ClickHouse: A Blazingly Fast DBMS With Full SQL Join Support — Under the Hood — Part 2

In our previous post, we reviewed the SQL JOIN types that are available in ClickHouse. As a reminder: ClickHouse comes with full SQL Join Support.

In this post, we’ll explore the internals of join execution in ClickHouse, so that you can optimize joins for queries used by your applications. Here, you’ll see how ClickHouse integrates these classical join algorithms into its query pipeline in order to execute the join types as fast as possible. 

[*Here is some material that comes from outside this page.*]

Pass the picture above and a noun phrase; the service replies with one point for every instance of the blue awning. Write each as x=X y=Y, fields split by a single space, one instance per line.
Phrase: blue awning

ClickHouse: A Blazingly Fast DBMS With Full SQL Join Support

ClickHouse is an open-source real-time analytics database built and optimized for use cases requiring super-low latency analytical queries over large amounts of data. To achieve the best possible performance for analytical applications, combining tables in a data denormalization process is typical. Flattened tables help minimize query latency by avoiding joins at the cost of incremental ETL complexity, typically acceptable in return for sub-second queries. 

However, denormalizing data isn't always practical for some workloads, for instance, those coming from more traditional data warehouses. Sometimes, part of the source data for analytical queries needs to remain normalized. These normalized tables take less storage and provide flexibility with data combinations, but they require joins at query time for certain types of analysis.